Supreme Court Justice Antonin Scalia used a Friday speech to question judges for making morality-laced decisions.

The Asheville (N.C.) Citizen-Times reports that Scalia's North Carolina Bar Association address was called "Mullahs of the West: Judges as Moral Arbiters." He expressed his view that society has grown to place moralism ahead of expertise.

"In the United States, and indeed throughout the world, belief in the expert has been replaced by the judge moralist," Scalia said. "We have become addicted to abstract moralizing. I am questioning the sanity of having value-laden judgments made by judges."

Scalia's Friday concerns paralleled his January frustrations about the Constitution being classified as a living document. He advocates for laws of the land as the strongest guides to how to interpret changing circumstances.

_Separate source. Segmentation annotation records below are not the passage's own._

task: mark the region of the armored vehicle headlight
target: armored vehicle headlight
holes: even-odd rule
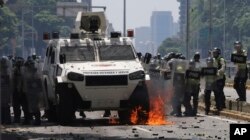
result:
[[[142,70],[129,74],[130,80],[137,80],[137,79],[144,79],[144,78],[145,78],[145,73]]]
[[[68,79],[71,81],[83,81],[84,80],[84,75],[75,73],[75,72],[69,72],[67,76],[68,76]]]

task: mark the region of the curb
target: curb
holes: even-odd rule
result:
[[[229,118],[239,119],[250,122],[250,113],[234,111],[234,110],[227,110],[224,109],[218,112],[216,109],[213,109],[214,106],[210,107],[210,112],[215,115],[222,115]],[[199,109],[205,112],[205,105],[203,103],[199,103]]]
[[[232,83],[226,83],[225,84],[226,87],[232,87],[233,88],[233,84]],[[246,89],[250,89],[250,85],[246,85]]]

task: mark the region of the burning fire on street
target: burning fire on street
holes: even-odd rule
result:
[[[130,120],[133,124],[136,124],[139,117],[138,112],[142,111],[142,108],[139,106],[135,108],[132,113]],[[150,111],[148,113],[147,125],[171,125],[173,122],[169,122],[165,119],[165,108],[164,101],[160,96],[155,97],[150,100]]]

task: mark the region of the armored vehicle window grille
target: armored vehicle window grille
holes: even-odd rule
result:
[[[99,47],[100,60],[134,60],[130,45],[107,45]]]
[[[86,76],[86,86],[123,86],[128,85],[127,75]]]
[[[95,53],[93,46],[61,47],[60,54],[65,54],[66,62],[95,61]]]

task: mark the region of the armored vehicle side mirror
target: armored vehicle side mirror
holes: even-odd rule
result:
[[[66,56],[65,56],[65,54],[60,54],[59,60],[60,60],[60,64],[66,63]]]
[[[150,62],[151,57],[152,57],[152,54],[146,53],[144,57],[144,63],[148,64]]]

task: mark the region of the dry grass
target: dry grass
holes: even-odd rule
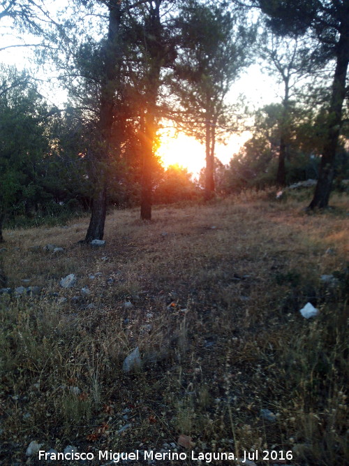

“It’s not a living document," he said at a Southern Methodist University appearance, according to the Dallas Morning News. "It’s dead, dead, dead."

Scalia has served on the Supreme Court since September 1986, making him the longest-serving current member. His talk comes in the midst of possible Supreme Court decisions on voting rights, affirmative action and gay marriage in the coming days. Recess typically begins at the end of June, but the court can choose to add more dates.